1. Provide the right GCP Project that the instance resides in
2. Instance ID capture of the Primary Instance in the region that is down.
3. Instance ID capture of the DR Read Replica that you want to failover to
4. Instantiating the failover by promoting the DR Instance in the new region to the primary HA Cloud SQL instance
5. Providing the connection details for the newly promoted HA Instance
6. Replace the original Primary Instance with an HA Read Replica in the Same Region/Zone for future failovers

Conclusion

Cloud SQL provides native Highly available architecture within a single region. In case of zonal failure, Cloud SQL will automatically manage the failover by making the secondary zone instance to be primary without switching the IP. However, In case of a regional failover, read replicas are to be created in a different zone than the primary instance. Read replicas are promoted as primary HA in case of region failure. Cascading replicas are required since multiple read replicas being sourced from primary instances incorporate a dependency on the primary instance, if the primary instance goes down, these read replicas have to be deleted and re-created. In this scenario, the application fetching data from these read-replica will have to suffer some downtime, since new read-replica creation and endpoint update might take some time. To resolve this, Cascading read replicas can be created, A Cascading read-replica is a read-replica sourcing from another read-replica. The DR read replica can act as a source for other read replicas being created. This way, in case of a regional failure, no application will suffer a downtime since all the read replicas will be sourced from DR read replicas (which will be promoted to the Primary instance in case of regional failover). It’s highly recommended to incorporate these features in your architecture for a Highly available, fault-tolerant architecture that allows automatic failover, reducing downtime for the architecture implemented in GCP.
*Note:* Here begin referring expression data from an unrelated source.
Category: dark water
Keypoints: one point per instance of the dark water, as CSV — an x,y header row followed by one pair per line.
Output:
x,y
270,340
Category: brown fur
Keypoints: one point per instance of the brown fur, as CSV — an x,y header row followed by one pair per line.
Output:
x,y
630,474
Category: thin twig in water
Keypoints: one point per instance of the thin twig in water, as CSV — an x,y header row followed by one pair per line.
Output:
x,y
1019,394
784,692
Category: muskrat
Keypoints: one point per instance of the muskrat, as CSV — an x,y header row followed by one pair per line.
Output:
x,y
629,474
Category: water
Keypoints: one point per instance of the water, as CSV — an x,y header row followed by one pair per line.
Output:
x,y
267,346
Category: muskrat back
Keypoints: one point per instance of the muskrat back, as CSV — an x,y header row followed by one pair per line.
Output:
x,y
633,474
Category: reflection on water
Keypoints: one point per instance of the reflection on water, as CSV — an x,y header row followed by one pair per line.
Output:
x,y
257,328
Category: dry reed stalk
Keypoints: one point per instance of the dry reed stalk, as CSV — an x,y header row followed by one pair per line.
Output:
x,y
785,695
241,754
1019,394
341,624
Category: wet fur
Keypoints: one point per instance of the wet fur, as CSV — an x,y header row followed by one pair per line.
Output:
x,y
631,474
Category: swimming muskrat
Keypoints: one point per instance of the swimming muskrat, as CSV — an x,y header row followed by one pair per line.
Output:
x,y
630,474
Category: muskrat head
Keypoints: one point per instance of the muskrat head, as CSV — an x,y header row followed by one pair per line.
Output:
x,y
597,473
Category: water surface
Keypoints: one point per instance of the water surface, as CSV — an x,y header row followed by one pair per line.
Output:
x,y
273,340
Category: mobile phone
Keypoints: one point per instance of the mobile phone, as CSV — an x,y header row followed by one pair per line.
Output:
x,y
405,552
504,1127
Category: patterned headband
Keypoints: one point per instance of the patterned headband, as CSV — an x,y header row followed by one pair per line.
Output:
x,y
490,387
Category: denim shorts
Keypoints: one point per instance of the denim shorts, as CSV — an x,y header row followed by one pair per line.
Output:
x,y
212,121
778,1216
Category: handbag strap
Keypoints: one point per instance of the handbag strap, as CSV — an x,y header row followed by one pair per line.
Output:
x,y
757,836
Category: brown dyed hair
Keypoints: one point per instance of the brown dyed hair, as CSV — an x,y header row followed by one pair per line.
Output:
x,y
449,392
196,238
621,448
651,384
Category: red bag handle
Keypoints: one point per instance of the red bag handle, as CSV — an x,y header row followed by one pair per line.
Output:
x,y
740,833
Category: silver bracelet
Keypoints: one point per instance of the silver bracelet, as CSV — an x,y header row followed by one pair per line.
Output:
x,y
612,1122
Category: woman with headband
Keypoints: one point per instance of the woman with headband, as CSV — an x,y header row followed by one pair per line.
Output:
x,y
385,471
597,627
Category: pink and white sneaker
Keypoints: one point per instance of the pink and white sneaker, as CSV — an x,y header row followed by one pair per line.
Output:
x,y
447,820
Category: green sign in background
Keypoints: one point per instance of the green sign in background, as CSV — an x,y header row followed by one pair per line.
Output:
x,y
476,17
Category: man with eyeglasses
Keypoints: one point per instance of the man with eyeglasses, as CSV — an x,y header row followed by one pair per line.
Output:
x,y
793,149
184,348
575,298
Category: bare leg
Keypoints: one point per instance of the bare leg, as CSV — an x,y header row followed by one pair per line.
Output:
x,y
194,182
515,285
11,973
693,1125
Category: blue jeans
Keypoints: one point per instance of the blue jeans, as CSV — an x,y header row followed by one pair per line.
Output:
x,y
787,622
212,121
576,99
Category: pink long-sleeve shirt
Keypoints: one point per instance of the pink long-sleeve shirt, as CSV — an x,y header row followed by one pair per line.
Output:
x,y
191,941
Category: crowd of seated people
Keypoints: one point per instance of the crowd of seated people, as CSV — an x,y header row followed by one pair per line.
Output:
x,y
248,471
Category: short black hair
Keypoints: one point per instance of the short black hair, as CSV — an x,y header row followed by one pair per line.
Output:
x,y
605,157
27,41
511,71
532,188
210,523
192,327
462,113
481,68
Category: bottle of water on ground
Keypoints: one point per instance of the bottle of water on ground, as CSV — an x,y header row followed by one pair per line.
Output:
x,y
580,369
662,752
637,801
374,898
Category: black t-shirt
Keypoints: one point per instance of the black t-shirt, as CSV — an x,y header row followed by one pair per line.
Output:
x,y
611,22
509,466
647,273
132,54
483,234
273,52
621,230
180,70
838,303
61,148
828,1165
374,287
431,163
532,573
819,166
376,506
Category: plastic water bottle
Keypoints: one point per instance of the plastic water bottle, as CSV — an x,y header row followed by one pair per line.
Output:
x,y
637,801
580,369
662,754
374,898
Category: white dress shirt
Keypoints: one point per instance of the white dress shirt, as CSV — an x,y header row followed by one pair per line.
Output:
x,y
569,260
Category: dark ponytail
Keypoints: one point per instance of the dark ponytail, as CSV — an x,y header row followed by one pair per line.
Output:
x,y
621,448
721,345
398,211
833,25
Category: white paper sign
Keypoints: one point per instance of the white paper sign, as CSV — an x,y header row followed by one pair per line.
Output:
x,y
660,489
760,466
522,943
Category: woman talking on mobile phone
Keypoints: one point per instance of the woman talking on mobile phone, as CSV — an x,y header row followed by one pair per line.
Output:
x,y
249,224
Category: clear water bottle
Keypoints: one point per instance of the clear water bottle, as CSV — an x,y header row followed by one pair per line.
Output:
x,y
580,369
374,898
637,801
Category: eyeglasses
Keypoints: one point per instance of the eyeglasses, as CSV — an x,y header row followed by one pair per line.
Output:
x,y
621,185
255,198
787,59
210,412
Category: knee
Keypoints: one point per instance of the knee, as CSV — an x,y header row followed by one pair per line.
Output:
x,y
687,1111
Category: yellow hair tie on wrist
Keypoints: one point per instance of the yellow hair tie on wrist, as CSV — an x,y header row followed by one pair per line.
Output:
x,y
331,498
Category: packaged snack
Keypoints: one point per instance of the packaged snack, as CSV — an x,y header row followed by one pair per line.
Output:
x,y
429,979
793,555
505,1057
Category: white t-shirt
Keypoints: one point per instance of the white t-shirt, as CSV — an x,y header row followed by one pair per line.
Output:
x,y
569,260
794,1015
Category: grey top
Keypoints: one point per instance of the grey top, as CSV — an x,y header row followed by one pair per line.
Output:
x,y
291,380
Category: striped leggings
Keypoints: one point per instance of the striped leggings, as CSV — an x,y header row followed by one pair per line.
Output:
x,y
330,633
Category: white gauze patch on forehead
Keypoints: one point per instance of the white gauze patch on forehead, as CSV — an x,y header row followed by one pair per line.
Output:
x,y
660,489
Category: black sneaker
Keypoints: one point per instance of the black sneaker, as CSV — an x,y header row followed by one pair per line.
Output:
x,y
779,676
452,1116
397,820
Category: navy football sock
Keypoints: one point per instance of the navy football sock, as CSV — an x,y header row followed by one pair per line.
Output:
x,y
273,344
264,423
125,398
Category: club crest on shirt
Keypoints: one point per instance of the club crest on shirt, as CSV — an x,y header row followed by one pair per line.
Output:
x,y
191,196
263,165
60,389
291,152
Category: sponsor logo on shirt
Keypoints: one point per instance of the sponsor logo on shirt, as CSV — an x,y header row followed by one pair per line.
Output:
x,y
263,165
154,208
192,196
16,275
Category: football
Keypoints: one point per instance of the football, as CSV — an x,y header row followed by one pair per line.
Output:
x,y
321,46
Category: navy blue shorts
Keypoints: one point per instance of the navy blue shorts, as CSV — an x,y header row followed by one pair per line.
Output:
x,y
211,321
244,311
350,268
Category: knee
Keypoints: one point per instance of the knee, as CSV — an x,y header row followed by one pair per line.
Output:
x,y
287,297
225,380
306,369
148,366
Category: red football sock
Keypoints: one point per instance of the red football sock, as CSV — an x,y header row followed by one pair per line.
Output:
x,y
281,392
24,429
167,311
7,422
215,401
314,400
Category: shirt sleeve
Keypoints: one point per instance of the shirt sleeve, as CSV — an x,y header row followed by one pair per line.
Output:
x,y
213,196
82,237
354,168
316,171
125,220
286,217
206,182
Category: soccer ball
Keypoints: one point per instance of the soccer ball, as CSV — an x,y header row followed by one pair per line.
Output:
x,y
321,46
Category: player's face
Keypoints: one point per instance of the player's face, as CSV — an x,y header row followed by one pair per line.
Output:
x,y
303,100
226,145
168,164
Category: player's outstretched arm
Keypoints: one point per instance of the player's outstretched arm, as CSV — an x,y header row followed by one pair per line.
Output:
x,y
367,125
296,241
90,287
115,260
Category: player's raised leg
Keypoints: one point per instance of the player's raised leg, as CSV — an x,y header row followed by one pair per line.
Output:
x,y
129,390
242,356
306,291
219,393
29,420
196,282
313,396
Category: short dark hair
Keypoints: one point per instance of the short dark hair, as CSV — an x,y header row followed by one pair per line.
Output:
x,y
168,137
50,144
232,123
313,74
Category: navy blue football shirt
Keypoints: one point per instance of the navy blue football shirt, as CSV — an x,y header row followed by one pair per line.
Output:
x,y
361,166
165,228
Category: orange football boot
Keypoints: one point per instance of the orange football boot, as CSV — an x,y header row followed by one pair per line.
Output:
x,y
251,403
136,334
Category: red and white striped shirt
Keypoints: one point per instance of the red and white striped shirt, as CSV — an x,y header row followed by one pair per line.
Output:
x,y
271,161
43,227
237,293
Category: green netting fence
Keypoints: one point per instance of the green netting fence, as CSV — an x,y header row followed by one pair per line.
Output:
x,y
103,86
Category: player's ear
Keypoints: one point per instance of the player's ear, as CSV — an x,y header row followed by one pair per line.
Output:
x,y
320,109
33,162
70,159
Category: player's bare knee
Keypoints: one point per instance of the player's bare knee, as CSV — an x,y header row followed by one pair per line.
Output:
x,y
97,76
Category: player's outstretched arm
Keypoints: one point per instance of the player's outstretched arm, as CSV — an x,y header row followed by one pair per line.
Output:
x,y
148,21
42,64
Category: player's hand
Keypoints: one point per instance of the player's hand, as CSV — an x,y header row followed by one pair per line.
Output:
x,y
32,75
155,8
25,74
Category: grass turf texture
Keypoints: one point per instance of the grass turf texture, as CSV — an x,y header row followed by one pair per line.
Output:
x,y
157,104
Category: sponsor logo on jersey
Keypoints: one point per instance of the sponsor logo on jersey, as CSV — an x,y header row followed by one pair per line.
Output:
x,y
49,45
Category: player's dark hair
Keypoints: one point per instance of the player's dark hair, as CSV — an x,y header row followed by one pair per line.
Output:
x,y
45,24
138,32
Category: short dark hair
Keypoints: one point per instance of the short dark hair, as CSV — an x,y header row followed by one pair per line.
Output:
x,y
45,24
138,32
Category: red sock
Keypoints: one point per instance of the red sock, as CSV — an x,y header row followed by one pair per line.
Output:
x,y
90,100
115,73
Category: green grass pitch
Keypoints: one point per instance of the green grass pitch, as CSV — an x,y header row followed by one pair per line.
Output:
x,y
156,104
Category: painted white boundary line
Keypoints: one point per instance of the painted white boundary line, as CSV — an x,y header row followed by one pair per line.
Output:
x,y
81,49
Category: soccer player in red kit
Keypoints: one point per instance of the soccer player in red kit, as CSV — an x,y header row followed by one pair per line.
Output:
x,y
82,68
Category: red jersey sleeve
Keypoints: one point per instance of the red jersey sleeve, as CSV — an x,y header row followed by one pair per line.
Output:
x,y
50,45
FAQs On Cloud SQL for MySQL with automatic failover on GCP

1. What Is Cloud SQL With Automatic Failover?

Cloud SQL is a managed GCP service offered by Google. Automatic failover is additional functionality that switches the primary instance to the backup instance in case of a failover.

2. How Does Automatic Failover Work?

In case of a zonal/regional failover and the primary instance goes down, the standby instance is promoted to become a primary instance thereby preventing downtime.

3. Why Is Automatic Failover Important?

It promotes the high availability of the cloud SQL instance by promoting the standby instance to the primary instance in case of a failover.